No blow-by-blow account can do this game justice. Argentina raced to a 2:0 lead in the first half. Their second goal, one of my favorites ever. 6 touches front to back for DiMaria to poke it home.  Then Mbappe, invisible for most of the game, roused to action with two goals to equalize in the 82nd minute. I watched with some very knowledgeable fans. One, a Nigerian, pointed out that Argentina’s substitution of Di Maria, a left winger, for Marcos Acuna Gonzales, a holding midfielder, in the 64th minute changed the shape of the game allowing Mbappe the space he’d been deprived in the first half. A coaching error which, in our opinion, nearly cost Argentina the match. I’ve never welcomed extra time as much. Another 30 minutes of this! The skill, the energy, the commitment was breathtaking

It ended 3:3 and penalties would decide the winner. Argentina’s goalkeeper, Emilio Martinez, was the deciding factor. Master of the dark arts, his psychological tactics and gamesmanship unnerved the French. There is more than one way to win a football match and his antics brought another aspect to this incredible game. Not pretty but effective. Martinez saved two before Gonzalo Montiel slotted home the deciding penalty. Argentina had won the Cup.        

I have no hesitation in saying, this was the best World Cup final ever and, probably, the best game of football ever.


Messi’s World Cup? The result FIFA wanted to add the gilded touch to a controversial tournament? Maybe. But then we’re overthinking it. The Messi, Ronaldo debate is resolved. There is no longer any doubt. Messi is the best of his generation, the accolades earned and deserved and this his crowning accomplishment. We’re blessed to have him!
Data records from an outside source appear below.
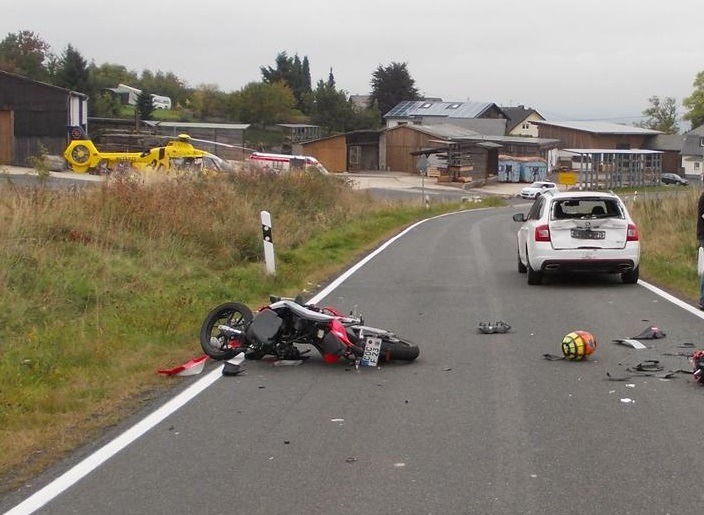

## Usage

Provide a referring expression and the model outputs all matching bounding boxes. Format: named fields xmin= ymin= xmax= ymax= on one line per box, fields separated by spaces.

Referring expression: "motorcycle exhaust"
xmin=218 ymin=325 xmax=244 ymax=337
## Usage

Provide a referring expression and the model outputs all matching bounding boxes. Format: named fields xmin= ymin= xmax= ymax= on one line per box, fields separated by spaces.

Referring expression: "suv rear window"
xmin=551 ymin=197 xmax=623 ymax=220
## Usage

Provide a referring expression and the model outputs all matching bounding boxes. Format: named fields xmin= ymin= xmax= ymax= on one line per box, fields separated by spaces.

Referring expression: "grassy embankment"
xmin=0 ymin=171 xmax=699 ymax=490
xmin=0 ymin=170 xmax=504 ymax=490
xmin=628 ymin=186 xmax=702 ymax=303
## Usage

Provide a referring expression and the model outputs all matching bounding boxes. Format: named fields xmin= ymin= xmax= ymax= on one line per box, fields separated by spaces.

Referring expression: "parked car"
xmin=519 ymin=181 xmax=557 ymax=199
xmin=660 ymin=173 xmax=689 ymax=186
xmin=513 ymin=191 xmax=640 ymax=284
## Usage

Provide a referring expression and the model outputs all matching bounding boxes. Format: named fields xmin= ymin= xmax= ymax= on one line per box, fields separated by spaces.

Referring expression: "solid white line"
xmin=15 ymin=208 xmax=688 ymax=515
xmin=5 ymin=367 xmax=222 ymax=515
xmin=5 ymin=213 xmax=451 ymax=515
xmin=638 ymin=280 xmax=704 ymax=319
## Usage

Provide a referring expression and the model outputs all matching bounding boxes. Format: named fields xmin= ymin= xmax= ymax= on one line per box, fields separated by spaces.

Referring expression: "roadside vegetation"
xmin=0 ymin=174 xmax=501 ymax=491
xmin=628 ymin=186 xmax=702 ymax=298
xmin=0 ymin=168 xmax=699 ymax=491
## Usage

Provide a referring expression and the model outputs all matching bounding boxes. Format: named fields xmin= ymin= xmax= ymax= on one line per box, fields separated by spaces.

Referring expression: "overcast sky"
xmin=0 ymin=0 xmax=704 ymax=124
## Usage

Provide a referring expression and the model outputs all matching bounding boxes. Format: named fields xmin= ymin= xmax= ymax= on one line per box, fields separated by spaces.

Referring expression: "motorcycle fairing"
xmin=247 ymin=309 xmax=283 ymax=345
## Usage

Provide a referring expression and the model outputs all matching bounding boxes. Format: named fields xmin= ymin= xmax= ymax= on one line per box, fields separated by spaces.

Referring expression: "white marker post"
xmin=261 ymin=211 xmax=276 ymax=275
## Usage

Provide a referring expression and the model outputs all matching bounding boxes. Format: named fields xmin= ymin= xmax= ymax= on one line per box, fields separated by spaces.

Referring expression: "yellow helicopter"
xmin=64 ymin=127 xmax=233 ymax=173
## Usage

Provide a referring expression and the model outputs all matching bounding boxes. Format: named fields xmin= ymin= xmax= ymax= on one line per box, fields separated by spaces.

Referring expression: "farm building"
xmin=681 ymin=125 xmax=704 ymax=175
xmin=532 ymin=120 xmax=662 ymax=150
xmin=533 ymin=121 xmax=684 ymax=178
xmin=501 ymin=106 xmax=545 ymax=138
xmin=0 ymin=71 xmax=88 ymax=166
xmin=294 ymin=130 xmax=381 ymax=172
xmin=384 ymin=99 xmax=508 ymax=136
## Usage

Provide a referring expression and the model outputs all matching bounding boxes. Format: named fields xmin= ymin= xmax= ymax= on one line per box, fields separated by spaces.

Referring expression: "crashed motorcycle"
xmin=200 ymin=296 xmax=420 ymax=366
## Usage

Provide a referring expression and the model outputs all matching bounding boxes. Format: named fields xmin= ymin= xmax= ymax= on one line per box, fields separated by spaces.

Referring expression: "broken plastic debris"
xmin=222 ymin=361 xmax=244 ymax=376
xmin=274 ymin=359 xmax=303 ymax=367
xmin=633 ymin=326 xmax=667 ymax=340
xmin=613 ymin=338 xmax=647 ymax=349
xmin=227 ymin=352 xmax=244 ymax=365
xmin=479 ymin=320 xmax=511 ymax=334
xmin=157 ymin=354 xmax=208 ymax=376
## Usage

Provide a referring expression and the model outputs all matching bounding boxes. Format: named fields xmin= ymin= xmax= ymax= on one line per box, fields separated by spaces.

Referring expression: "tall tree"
xmin=54 ymin=45 xmax=89 ymax=94
xmin=0 ymin=30 xmax=51 ymax=81
xmin=370 ymin=63 xmax=421 ymax=120
xmin=682 ymin=72 xmax=704 ymax=133
xmin=260 ymin=51 xmax=312 ymax=112
xmin=232 ymin=82 xmax=296 ymax=127
xmin=640 ymin=95 xmax=679 ymax=134
xmin=311 ymin=77 xmax=354 ymax=132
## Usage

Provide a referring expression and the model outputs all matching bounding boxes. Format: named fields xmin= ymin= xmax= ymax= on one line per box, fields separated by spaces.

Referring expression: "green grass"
xmin=0 ymin=174 xmax=699 ymax=490
xmin=0 ymin=174 xmax=500 ymax=489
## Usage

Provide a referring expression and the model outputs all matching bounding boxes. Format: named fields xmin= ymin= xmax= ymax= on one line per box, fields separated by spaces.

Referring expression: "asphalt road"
xmin=0 ymin=207 xmax=704 ymax=514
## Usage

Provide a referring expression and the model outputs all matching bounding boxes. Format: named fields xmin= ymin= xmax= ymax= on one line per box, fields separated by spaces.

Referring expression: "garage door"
xmin=0 ymin=111 xmax=14 ymax=165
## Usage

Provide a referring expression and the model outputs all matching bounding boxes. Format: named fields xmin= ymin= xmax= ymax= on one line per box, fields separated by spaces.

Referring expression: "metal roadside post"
xmin=416 ymin=154 xmax=430 ymax=209
xmin=261 ymin=211 xmax=276 ymax=275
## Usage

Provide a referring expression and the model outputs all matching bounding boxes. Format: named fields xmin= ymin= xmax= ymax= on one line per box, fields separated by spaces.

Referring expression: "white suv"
xmin=513 ymin=191 xmax=640 ymax=284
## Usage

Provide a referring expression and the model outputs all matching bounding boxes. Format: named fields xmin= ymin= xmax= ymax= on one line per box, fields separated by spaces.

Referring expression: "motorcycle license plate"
xmin=360 ymin=336 xmax=381 ymax=367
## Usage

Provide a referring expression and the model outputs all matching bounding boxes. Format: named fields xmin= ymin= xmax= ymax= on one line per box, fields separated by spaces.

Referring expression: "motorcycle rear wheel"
xmin=380 ymin=337 xmax=420 ymax=362
xmin=200 ymin=302 xmax=253 ymax=360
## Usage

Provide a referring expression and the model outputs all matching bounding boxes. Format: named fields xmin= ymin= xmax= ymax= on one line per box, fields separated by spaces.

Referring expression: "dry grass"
xmin=629 ymin=187 xmax=701 ymax=303
xmin=0 ymin=170 xmax=484 ymax=490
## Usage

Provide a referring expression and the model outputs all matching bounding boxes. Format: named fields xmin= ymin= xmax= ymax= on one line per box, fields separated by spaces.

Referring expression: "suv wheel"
xmin=621 ymin=267 xmax=640 ymax=284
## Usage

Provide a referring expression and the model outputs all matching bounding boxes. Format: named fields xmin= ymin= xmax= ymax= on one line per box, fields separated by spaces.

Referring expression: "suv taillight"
xmin=626 ymin=224 xmax=639 ymax=241
xmin=535 ymin=224 xmax=550 ymax=241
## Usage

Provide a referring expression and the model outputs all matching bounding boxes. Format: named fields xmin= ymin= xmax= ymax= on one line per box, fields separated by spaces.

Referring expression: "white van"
xmin=247 ymin=152 xmax=330 ymax=175
xmin=152 ymin=94 xmax=171 ymax=109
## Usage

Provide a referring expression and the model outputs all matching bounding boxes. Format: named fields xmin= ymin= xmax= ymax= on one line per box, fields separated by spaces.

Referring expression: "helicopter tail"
xmin=64 ymin=125 xmax=100 ymax=173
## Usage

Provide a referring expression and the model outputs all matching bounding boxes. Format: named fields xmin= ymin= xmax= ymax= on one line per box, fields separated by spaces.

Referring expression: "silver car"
xmin=519 ymin=181 xmax=557 ymax=198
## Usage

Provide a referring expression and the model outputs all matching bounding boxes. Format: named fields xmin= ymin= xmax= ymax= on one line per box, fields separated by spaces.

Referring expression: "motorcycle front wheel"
xmin=200 ymin=302 xmax=253 ymax=360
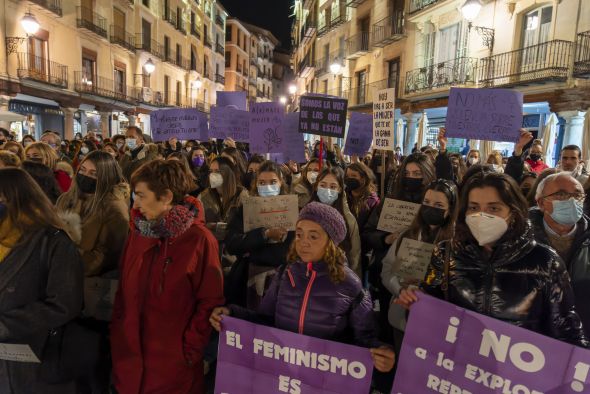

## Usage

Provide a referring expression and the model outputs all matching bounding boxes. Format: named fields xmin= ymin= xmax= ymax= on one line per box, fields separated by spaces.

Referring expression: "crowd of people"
xmin=0 ymin=126 xmax=590 ymax=394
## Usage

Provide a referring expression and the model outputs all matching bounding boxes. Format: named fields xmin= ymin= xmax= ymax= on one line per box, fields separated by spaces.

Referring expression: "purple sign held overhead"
xmin=209 ymin=107 xmax=250 ymax=142
xmin=344 ymin=112 xmax=373 ymax=156
xmin=150 ymin=108 xmax=207 ymax=142
xmin=250 ymin=103 xmax=285 ymax=154
xmin=215 ymin=316 xmax=373 ymax=394
xmin=216 ymin=92 xmax=246 ymax=111
xmin=391 ymin=294 xmax=590 ymax=394
xmin=445 ymin=88 xmax=522 ymax=142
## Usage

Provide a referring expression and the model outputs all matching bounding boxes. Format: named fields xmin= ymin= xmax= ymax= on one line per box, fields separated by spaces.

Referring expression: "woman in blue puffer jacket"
xmin=209 ymin=202 xmax=395 ymax=372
Is he the GOAT? That, I’m not so sure of. It’s impossible to make comparisons across generations, but I will. For me there is only one GOAT. Pele, who sadly passed away just ten days after this incredible match. I hope he watched and enjoyed it as much as the rest of us.

Two days later, a jubilant crowd of five million people packed the avenues and plazas of Buenos Aeries to welcome the team home with the Cup. The crowd was so dense that the bus carrying the players couldn’t complete its route and they had to be rescued by helicopter. After three World Cups, in the end, to me, it’s always about the people. Here, five million of them, happy and joyous. Simply celebrating a group of young men that were quite good at kicking a silly ball around a piece of grass.

Is football really a matter of life and death?